Sultan Süleyman PROSTESTANLIĞI Niçin Destekledi?

Erkan Hacıfazlıoğlu

Evet, yanlış okumadınız…
Kanuni Sultan Süleyman, Avrupa’da yayılan Protestanlığı desteklemiştir. 
1520 ile 1566 yılları arasında 46 yıl padişahlık makamında oturan Kanuni, Avrupa’yı çok yakından takip etti.
***
PROTESTANLIĞIN kurucusu St. Augustin tarikatından Alman kökenli bir rahip olan Martin Luther, 1489 ile 1546 tarihleri arasında; Osmanlı Padişahı Kanuni Sultan Süleyman ise; 1495 ila 1566 tarihleri arasında yaşamıştır. 
Osmanlı Padişahı ile Hıristiyanlığın Katolik ve Ortodoks mezhebinden yığınlar kopararak Protestanlığı kuran M.Luther arasında nasıl bir ilişki olmuş?
Osmanlı, Protestanlığın ortaya çıkışına nasıl yaklaşmış? 

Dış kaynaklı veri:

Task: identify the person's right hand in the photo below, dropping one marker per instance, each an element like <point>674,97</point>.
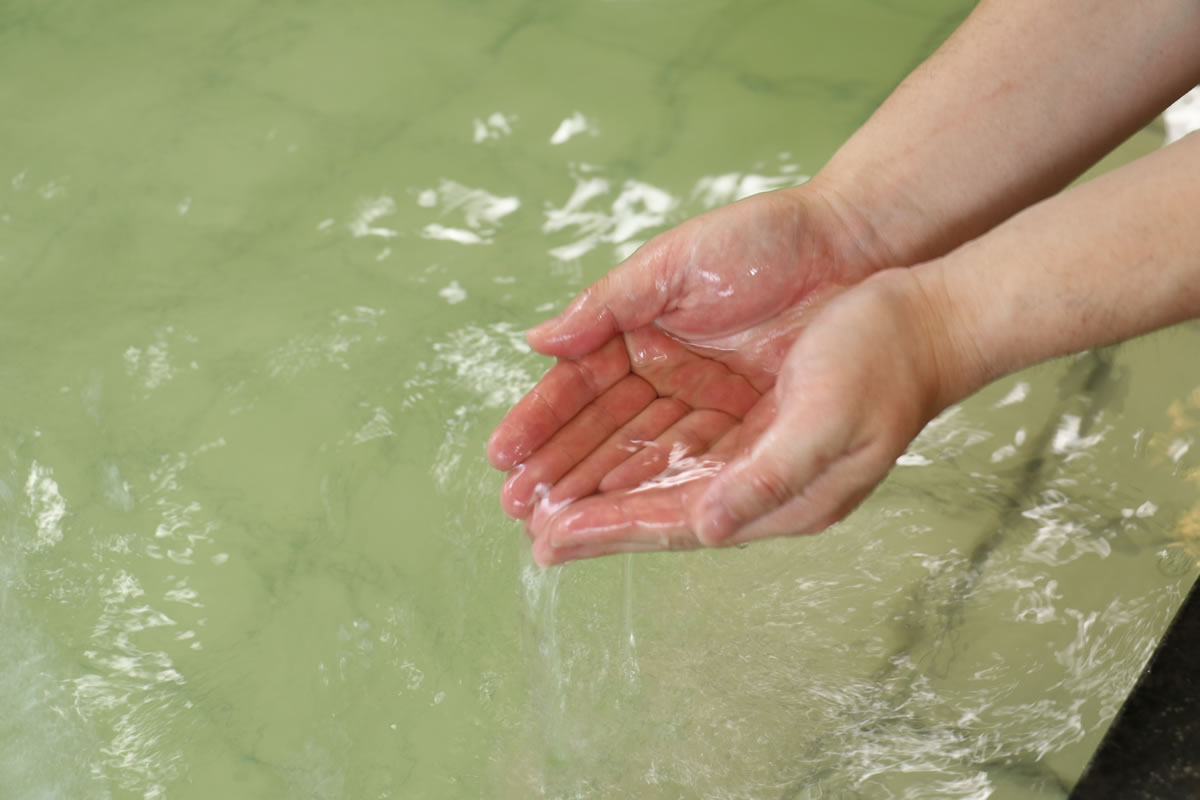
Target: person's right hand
<point>670,350</point>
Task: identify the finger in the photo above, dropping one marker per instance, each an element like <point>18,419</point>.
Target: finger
<point>631,295</point>
<point>575,440</point>
<point>778,469</point>
<point>647,426</point>
<point>691,435</point>
<point>621,521</point>
<point>563,392</point>
<point>827,500</point>
<point>677,371</point>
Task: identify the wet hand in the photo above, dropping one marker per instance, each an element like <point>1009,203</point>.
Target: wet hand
<point>669,362</point>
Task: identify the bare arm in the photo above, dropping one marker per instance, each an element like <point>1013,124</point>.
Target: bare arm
<point>1102,263</point>
<point>1023,98</point>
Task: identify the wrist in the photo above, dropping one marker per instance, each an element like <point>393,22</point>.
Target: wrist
<point>885,222</point>
<point>961,365</point>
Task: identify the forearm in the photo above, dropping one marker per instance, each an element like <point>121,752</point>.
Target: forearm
<point>1021,100</point>
<point>1098,264</point>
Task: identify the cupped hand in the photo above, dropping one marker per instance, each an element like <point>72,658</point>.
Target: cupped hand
<point>683,366</point>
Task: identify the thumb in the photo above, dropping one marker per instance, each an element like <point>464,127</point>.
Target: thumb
<point>775,471</point>
<point>631,295</point>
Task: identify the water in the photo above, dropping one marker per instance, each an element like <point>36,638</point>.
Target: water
<point>263,272</point>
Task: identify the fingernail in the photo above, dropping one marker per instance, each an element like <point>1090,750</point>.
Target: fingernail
<point>715,523</point>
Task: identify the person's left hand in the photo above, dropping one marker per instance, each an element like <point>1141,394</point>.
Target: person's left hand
<point>861,380</point>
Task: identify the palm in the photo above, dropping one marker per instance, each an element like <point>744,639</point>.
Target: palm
<point>672,371</point>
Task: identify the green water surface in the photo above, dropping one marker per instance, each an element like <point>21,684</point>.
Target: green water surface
<point>263,272</point>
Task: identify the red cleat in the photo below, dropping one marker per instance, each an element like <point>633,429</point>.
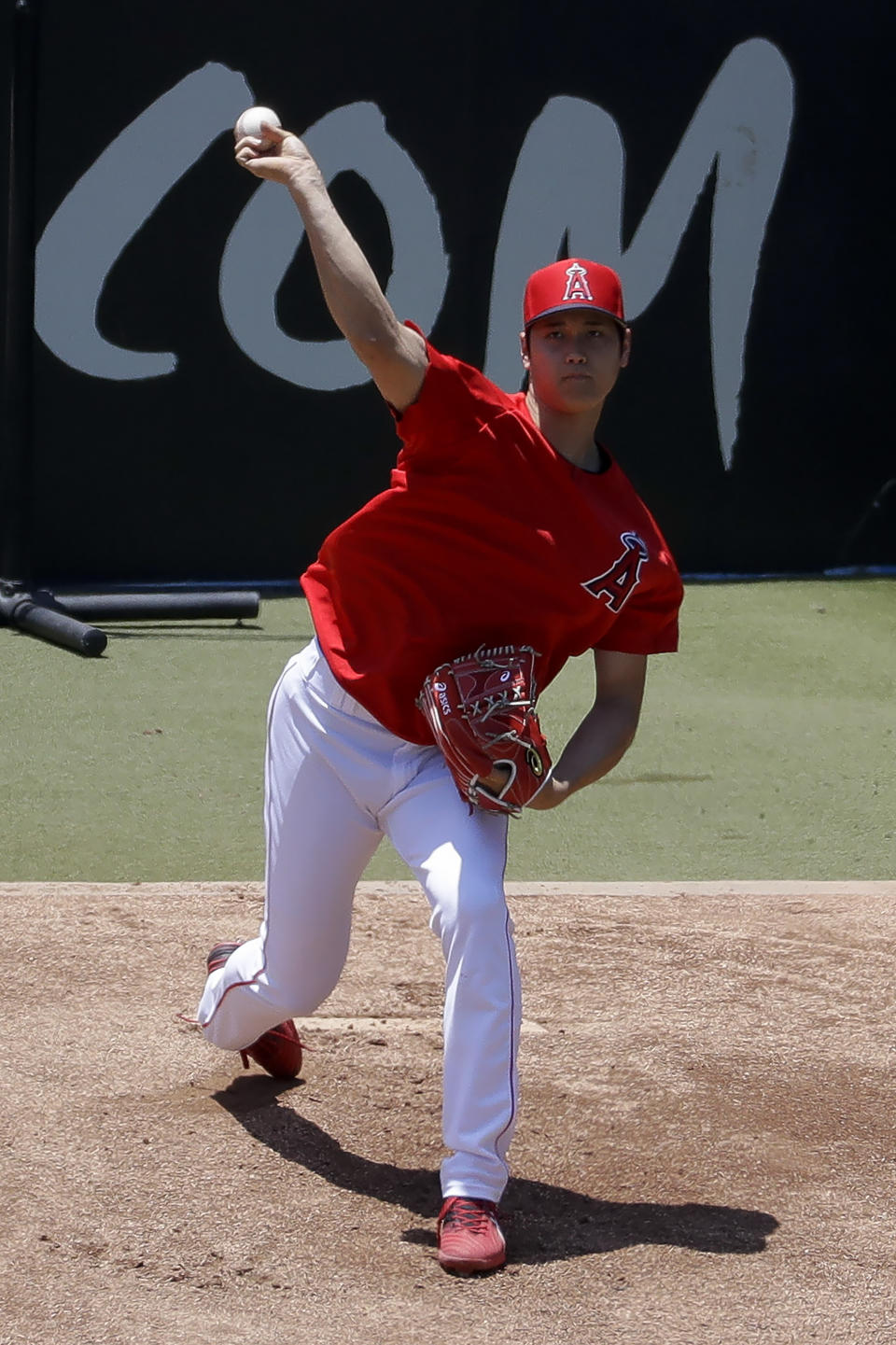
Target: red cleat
<point>469,1236</point>
<point>279,1049</point>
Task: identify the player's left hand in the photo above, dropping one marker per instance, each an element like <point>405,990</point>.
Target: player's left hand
<point>482,713</point>
<point>551,795</point>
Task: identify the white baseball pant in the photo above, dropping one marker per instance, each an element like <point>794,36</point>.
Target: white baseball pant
<point>335,783</point>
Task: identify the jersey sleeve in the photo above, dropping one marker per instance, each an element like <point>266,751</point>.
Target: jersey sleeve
<point>455,404</point>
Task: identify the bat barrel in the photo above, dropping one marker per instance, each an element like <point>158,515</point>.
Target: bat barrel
<point>156,607</point>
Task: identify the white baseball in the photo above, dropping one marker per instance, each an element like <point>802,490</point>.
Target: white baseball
<point>249,122</point>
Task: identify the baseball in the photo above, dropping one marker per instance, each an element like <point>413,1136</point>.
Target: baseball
<point>249,122</point>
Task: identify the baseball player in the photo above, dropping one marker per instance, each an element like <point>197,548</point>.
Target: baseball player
<point>506,522</point>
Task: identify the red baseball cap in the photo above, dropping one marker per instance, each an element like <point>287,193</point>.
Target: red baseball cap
<point>572,284</point>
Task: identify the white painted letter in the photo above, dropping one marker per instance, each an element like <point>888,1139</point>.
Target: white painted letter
<point>106,207</point>
<point>265,237</point>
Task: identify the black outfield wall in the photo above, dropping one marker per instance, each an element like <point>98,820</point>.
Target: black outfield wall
<point>197,415</point>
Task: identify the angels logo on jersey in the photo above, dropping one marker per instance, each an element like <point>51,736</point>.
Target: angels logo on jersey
<point>616,584</point>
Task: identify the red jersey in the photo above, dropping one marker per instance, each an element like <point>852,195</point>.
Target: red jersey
<point>486,536</point>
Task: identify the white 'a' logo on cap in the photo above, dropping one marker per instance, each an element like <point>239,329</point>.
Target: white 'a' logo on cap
<point>578,284</point>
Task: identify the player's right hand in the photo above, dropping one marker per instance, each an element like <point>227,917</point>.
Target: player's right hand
<point>279,156</point>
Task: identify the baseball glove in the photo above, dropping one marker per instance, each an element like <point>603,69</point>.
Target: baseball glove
<point>482,712</point>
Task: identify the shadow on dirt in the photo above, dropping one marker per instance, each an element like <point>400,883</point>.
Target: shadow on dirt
<point>546,1223</point>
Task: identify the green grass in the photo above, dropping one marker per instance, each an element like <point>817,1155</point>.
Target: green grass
<point>765,750</point>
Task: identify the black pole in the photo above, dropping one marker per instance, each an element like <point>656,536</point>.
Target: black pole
<point>18,346</point>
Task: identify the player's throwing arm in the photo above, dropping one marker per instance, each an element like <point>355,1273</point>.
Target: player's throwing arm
<point>395,354</point>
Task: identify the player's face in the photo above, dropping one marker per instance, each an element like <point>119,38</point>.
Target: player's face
<point>573,358</point>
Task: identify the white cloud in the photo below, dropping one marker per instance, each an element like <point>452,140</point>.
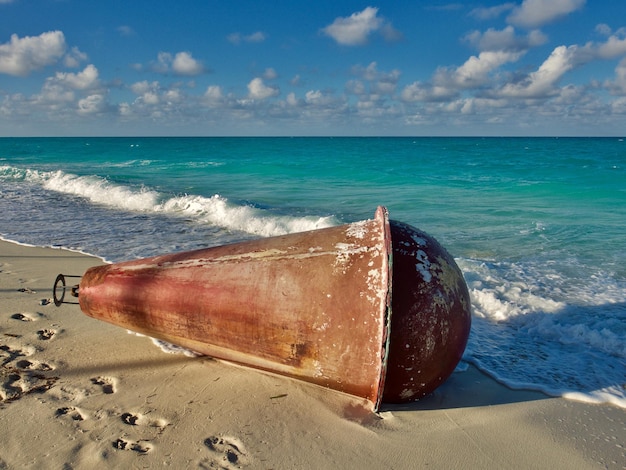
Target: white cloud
<point>84,80</point>
<point>292,100</point>
<point>541,83</point>
<point>185,64</point>
<point>182,63</point>
<point>148,92</point>
<point>21,56</point>
<point>213,92</point>
<point>618,86</point>
<point>489,13</point>
<point>270,74</point>
<point>260,91</point>
<point>355,29</point>
<point>535,13</point>
<point>505,40</point>
<point>380,82</point>
<point>213,96</point>
<point>424,92</point>
<point>238,38</point>
<point>91,104</point>
<point>74,58</point>
<point>475,71</point>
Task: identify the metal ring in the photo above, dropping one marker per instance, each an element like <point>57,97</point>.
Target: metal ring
<point>60,278</point>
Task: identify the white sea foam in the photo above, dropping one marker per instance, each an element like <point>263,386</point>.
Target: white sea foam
<point>529,334</point>
<point>215,210</point>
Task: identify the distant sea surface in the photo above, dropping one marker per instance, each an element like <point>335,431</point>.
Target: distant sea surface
<point>537,225</point>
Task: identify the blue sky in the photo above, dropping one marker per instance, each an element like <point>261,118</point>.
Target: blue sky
<point>245,67</point>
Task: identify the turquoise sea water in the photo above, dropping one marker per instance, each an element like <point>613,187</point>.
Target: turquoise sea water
<point>538,225</point>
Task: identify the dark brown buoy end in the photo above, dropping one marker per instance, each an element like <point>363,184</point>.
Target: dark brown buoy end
<point>431,315</point>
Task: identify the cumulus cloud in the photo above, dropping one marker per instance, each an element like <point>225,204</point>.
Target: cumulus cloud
<point>148,92</point>
<point>238,38</point>
<point>475,71</point>
<point>74,57</point>
<point>182,63</point>
<point>21,56</point>
<point>380,82</point>
<point>92,104</point>
<point>541,83</point>
<point>489,13</point>
<point>257,90</point>
<point>185,64</point>
<point>355,29</point>
<point>84,80</point>
<point>270,74</point>
<point>505,40</point>
<point>536,13</point>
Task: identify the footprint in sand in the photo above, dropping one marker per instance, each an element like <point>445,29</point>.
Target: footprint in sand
<point>25,364</point>
<point>138,419</point>
<point>108,384</point>
<point>131,419</point>
<point>141,447</point>
<point>71,412</point>
<point>228,453</point>
<point>46,334</point>
<point>22,317</point>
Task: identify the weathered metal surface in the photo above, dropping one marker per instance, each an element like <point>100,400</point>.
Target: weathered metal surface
<point>312,305</point>
<point>317,306</point>
<point>431,315</point>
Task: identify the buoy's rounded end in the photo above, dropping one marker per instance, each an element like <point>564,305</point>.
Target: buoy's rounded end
<point>431,315</point>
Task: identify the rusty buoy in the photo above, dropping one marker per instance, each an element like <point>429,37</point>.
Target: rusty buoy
<point>375,309</point>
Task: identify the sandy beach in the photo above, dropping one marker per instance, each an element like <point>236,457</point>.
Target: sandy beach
<point>76,392</point>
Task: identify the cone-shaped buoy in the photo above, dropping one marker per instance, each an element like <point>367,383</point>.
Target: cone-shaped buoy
<point>318,306</point>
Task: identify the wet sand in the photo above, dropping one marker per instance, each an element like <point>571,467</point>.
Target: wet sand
<point>76,392</point>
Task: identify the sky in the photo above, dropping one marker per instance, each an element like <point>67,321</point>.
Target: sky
<point>324,67</point>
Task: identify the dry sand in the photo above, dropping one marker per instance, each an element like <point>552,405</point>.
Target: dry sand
<point>78,393</point>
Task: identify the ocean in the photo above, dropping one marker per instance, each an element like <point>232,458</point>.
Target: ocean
<point>537,225</point>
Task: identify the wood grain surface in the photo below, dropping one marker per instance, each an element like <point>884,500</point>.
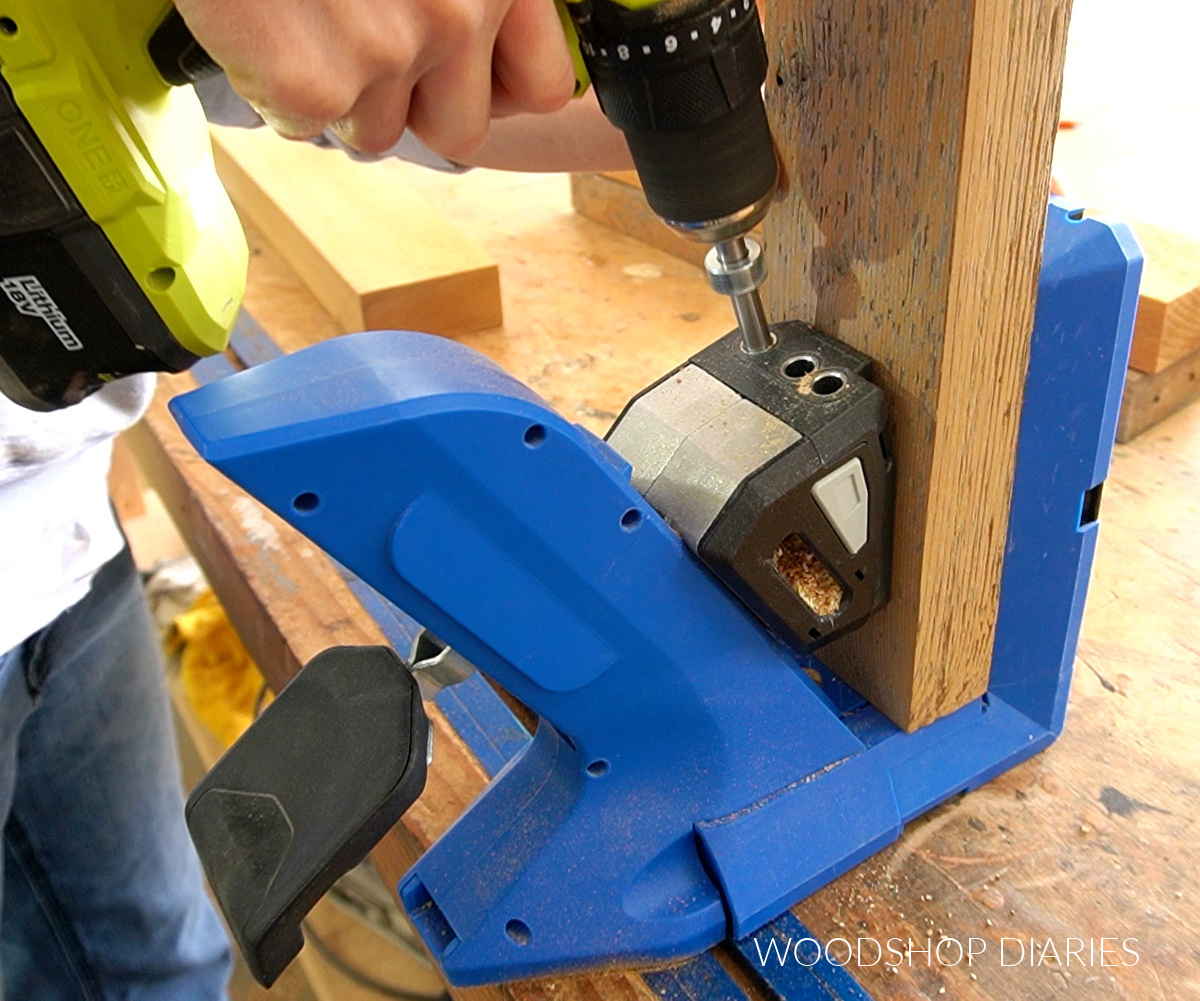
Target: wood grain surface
<point>373,252</point>
<point>1168,327</point>
<point>917,142</point>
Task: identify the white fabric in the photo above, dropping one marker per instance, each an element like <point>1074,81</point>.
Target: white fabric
<point>57,526</point>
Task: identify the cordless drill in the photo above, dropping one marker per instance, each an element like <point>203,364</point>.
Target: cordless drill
<point>119,249</point>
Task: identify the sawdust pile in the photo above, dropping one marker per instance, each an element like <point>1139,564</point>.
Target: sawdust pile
<point>808,576</point>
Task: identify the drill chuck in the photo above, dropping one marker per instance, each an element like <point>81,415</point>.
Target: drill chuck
<point>683,81</point>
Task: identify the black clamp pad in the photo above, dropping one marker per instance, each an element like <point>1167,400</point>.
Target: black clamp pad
<point>306,792</point>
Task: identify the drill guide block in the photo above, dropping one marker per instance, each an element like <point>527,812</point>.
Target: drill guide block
<point>689,780</point>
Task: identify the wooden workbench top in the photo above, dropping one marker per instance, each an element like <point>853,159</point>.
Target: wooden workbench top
<point>1090,840</point>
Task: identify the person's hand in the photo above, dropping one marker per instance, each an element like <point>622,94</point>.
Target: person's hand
<point>372,67</point>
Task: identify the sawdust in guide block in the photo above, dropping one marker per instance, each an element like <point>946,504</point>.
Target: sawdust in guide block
<point>808,576</point>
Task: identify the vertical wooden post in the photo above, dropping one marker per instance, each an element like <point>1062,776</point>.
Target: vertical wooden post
<point>917,138</point>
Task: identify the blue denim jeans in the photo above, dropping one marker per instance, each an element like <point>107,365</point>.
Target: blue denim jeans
<point>102,893</point>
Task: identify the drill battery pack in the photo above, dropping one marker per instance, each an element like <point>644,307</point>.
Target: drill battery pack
<point>119,250</point>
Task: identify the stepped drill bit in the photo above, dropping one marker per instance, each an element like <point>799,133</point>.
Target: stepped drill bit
<point>736,268</point>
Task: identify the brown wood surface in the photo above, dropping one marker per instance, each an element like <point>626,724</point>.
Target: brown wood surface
<point>917,141</point>
<point>1168,325</point>
<point>1091,839</point>
<point>373,252</point>
<point>1151,397</point>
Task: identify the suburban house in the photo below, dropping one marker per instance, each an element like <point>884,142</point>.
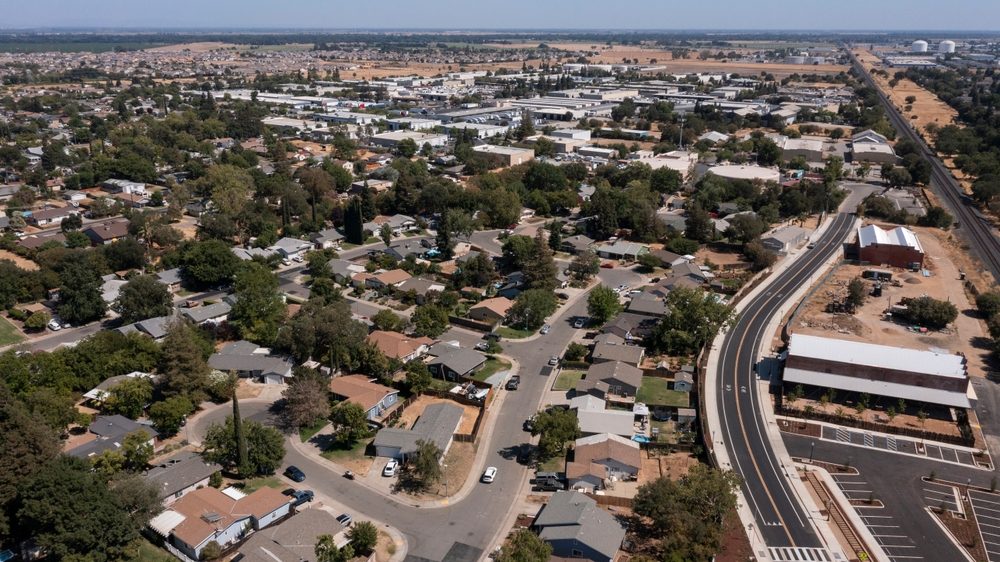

Evet, şimdi, çağımızı da ilgilendiren ve tarihten dersler almamızı gerektiren bu ilginç ilişkiye bakalım.
***. 
ÖNCELİKLE hepimizin malumu, Hıristiyanlık Hz. İsa ile başlar. Kutsal Kitapları İncil’dir.  
Hıristiyanlık zamanla mezheplere bölünür. En güçlü mezhebi Katolikliktir. Bu mezhebin Hıristiyanlığın çıkışı ile var olduğu kabul edilir. Roma, Katoliklerin merkezidir. 
Bir de Ortodokslar vardır. Katolik kilisesi içindeki tartışmalar sonucu 1054’te Ortodokslar ayrı bir mezhep olarak ortaya çıkmışlardır. 
Hıristiyanlığın üçüncü önemli mezhebi ise Protestanlıktır. Almanya’da 1517’de Martin LUTHER ile ortaya çıkmıştır.
***
PROTESTAN, Almanca bir kelimedir. Protesto: İtiraz eden, başkaldıran anlamlarına gelir. 
M.Luther, 31 Ekim 1517’de Wittenberg Kilisesi’nin (Almanya) duvarına Katolik Kilisesi’nin yanlışlarını gösterir 95 maddelik bir itiraz metnini asar. İşte böylece Protestanlık hareketi başlamış olur. 
Luther’in düşünceleri Katolik Avrupa’da geniş yankı uyandırır ve kısa zamanda büyük taraftar toplar. Protestanlık Mezhebi daha sonra üç yoruma ayrılır: Lutheryanizm, Kalvinizm, Anglikanizm. Hatta bu alt kollar farklı yorumlarla on alt ekole daha ayrılmıştır.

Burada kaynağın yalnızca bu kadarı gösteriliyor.